After a long winter and several “false springs,” spring has arrived with a vengeance.
It was a long, cold winter here in Central Washington State.
(At least that’s what they tell me. I wasn’t around. I went south and suspect I’ll be doing that most winters.)
The cold reached deep enough into the ground to freeze the water lines running to the homes at the end of my road. The snow fell in storm after storm piling up and eventually sliding off my roof into big piles on the north and south sides of my home. And in March, which is normally when the weather starts getting good, every night temperatures dipped below freezing, stalling the wakening of the orchards. Even in April there were bouts of cold weather — as recently as last Monday, I woke to the sound of wind machines in the cherry orchard near my home.

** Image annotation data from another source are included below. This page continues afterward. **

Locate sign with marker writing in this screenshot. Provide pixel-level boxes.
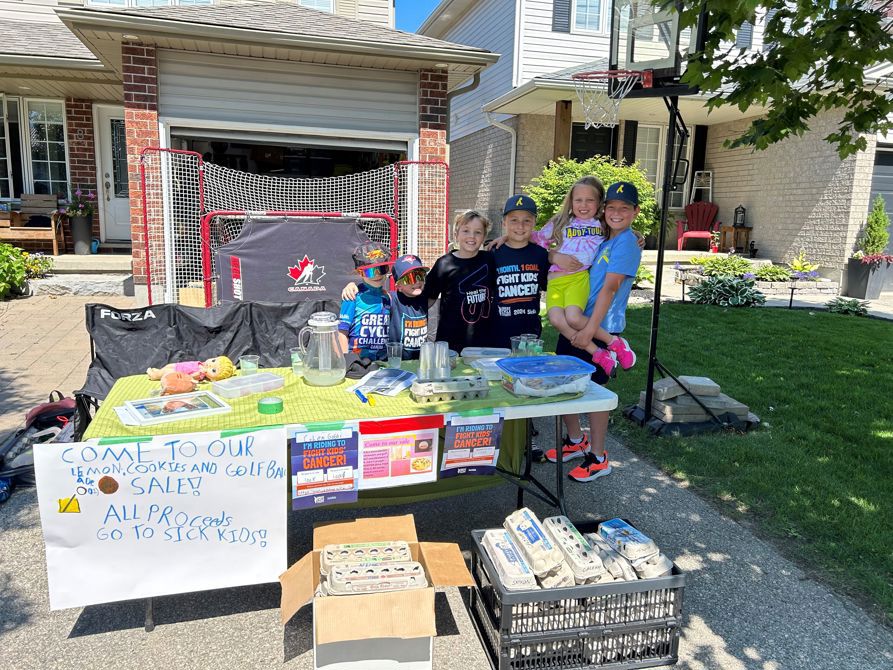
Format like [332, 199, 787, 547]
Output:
[34, 428, 288, 610]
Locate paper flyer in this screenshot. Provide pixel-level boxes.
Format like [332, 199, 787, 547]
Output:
[440, 412, 503, 477]
[286, 424, 359, 510]
[360, 414, 443, 490]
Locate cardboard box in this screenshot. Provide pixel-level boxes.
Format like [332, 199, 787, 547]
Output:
[279, 514, 474, 670]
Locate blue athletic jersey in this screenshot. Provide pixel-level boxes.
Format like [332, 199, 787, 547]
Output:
[338, 283, 391, 360]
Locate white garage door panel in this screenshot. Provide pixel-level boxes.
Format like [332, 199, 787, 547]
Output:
[158, 50, 418, 133]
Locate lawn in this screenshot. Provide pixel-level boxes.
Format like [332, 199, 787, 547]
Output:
[546, 303, 893, 623]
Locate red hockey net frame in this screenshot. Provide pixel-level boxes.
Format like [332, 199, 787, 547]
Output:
[142, 147, 450, 304]
[201, 210, 398, 307]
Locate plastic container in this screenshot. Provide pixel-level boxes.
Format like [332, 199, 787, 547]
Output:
[211, 372, 285, 398]
[469, 530, 685, 670]
[496, 356, 595, 398]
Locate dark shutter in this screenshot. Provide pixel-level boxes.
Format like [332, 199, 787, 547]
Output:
[552, 0, 571, 33]
[623, 121, 639, 165]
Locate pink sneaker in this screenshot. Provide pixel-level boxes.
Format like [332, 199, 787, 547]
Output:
[608, 337, 636, 370]
[592, 349, 617, 377]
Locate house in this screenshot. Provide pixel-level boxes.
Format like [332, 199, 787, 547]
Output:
[419, 0, 893, 279]
[0, 0, 498, 300]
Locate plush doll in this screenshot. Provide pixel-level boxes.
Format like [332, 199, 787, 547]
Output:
[146, 356, 236, 382]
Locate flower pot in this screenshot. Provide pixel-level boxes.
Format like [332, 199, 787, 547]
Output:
[69, 216, 93, 256]
[846, 258, 893, 300]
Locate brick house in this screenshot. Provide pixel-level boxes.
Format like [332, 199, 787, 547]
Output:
[419, 0, 893, 280]
[0, 0, 498, 300]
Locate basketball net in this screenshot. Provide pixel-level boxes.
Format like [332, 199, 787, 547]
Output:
[571, 70, 650, 130]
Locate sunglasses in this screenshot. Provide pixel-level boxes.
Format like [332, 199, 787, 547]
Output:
[394, 270, 428, 286]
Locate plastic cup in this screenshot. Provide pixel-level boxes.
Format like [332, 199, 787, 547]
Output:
[239, 356, 260, 377]
[388, 342, 403, 370]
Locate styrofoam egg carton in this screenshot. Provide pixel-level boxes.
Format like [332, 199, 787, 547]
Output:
[503, 507, 564, 577]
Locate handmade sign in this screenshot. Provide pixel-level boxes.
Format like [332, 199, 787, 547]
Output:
[287, 424, 359, 509]
[34, 427, 288, 609]
[440, 412, 502, 477]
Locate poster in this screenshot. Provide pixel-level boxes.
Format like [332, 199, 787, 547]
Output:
[34, 427, 288, 610]
[287, 425, 359, 509]
[360, 414, 443, 490]
[440, 412, 502, 477]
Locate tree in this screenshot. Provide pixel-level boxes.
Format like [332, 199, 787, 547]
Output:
[672, 0, 893, 159]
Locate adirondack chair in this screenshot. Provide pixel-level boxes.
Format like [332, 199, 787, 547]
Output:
[676, 201, 721, 251]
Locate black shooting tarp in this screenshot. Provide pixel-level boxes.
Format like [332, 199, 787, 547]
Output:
[217, 217, 369, 303]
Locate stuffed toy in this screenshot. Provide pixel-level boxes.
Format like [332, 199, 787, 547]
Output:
[146, 356, 236, 382]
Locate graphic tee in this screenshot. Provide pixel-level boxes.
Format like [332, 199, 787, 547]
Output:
[422, 251, 495, 352]
[583, 228, 642, 333]
[338, 283, 391, 360]
[388, 291, 428, 360]
[492, 244, 549, 347]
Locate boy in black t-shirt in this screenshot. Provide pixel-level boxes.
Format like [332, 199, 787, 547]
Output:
[493, 195, 549, 347]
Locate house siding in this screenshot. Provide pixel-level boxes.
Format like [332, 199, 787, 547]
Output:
[706, 113, 875, 279]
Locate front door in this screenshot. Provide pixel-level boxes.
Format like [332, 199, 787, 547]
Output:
[94, 105, 130, 242]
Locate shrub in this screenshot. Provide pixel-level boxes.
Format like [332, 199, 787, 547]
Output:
[754, 265, 791, 281]
[525, 156, 657, 235]
[0, 243, 25, 300]
[688, 277, 766, 307]
[826, 297, 868, 316]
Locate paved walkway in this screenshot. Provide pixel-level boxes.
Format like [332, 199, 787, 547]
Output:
[0, 297, 893, 670]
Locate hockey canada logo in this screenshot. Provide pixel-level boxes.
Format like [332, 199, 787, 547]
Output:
[288, 254, 326, 293]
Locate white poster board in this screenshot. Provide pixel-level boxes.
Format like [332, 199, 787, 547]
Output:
[34, 427, 288, 610]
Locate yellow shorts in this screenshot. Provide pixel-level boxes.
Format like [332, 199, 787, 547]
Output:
[546, 270, 589, 312]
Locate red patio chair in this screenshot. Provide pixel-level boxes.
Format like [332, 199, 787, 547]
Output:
[676, 201, 721, 251]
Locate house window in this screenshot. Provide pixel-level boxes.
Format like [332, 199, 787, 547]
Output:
[25, 100, 68, 196]
[574, 0, 604, 32]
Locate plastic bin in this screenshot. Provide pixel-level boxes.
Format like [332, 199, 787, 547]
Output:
[469, 530, 685, 670]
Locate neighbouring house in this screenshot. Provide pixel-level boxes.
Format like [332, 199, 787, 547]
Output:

We had a few warm spells in April that fooled a lot of us into thinking that spring had finally arrived. The local supermarkets and big box stores opened their garden shops and began selling flowers and vegetables for planting. I planted some cold-weather plants — brussels sprouts and broccoli, for example — that survived through subsequent cold spells, as well as some herbs, such as basil, that did not.
I worried about the cherry trees, knowing that a serious frost could impact my clients’ orchards and, ultimately, the number of contracts I’d get for my summer work. The cherries bloomed and were sufficiently pollinated, although some clients in Quincy had early fruit drop and decided to skip a season.
Last week, spring seemed to finally take hold. After a few cold nights and chilly, rainy days, the temperature began to rise — by about 10° each day! By Sunday, it was in the 80s and I found it necessary to adjust the irrigation in my garden to provide my vegetables with enough water to grow.
Meanwhile, mother nature had watered the rest of my property. The wild grasses, sagebrush, and wildflowers took off in a wild growth spurt that I didn’t even notice until it was time to mow a path to my Lookout Point bench. The point is in the northwest edge of my property, positioned just before the land drops off into a wildlife corridor owned by the local utility company. Since most of my 10 acres is natural vegetation, I need to mow a path from my driveway to the bench to access it. I have a string mower I use for that but it needed a new axle after I ran it over with my truck. (Note to self: do not park anything in front of the truck’s garage door.) By the time I picked up the mower from the repair shop, the grass was 18 to 24 inches high in some places. I got the mower started and used it to mow my way down to the bench, mow around the bench, and mow a wider path back. I suspect I’ll have to mow it two more times before autumn.
I began a wildflower class with the local college’s continuing education program. Every Tuesday evening we meet on a trail in the foothills to discuss, dissect, draw, and identify flowers. Most, if not all, of the same flowers grow around my home.
I’ve also started mushroom hunting, although I was apparently too early for the elevations I was hunting at. I suspect I’ll do better later this week.
My garden has taken off — and so have the weeds between the raised beds. Every morning I spend about 30 minutes pulling weeds and feeding them to my chickens.
I’ve caught two bee swarms (so far) and I’m ready to spilt the two healthiest colonies.
And this moment, as I type this, every single window in my home is wide open to let fresh air in. I haven’t heard the heat kick on in over a week and I suspect I won’t hear it again until autumn.
Spring is finally here — and not a moment too soon. Now let’s hope it sticks around for a while. I’m never in a hurry for summer.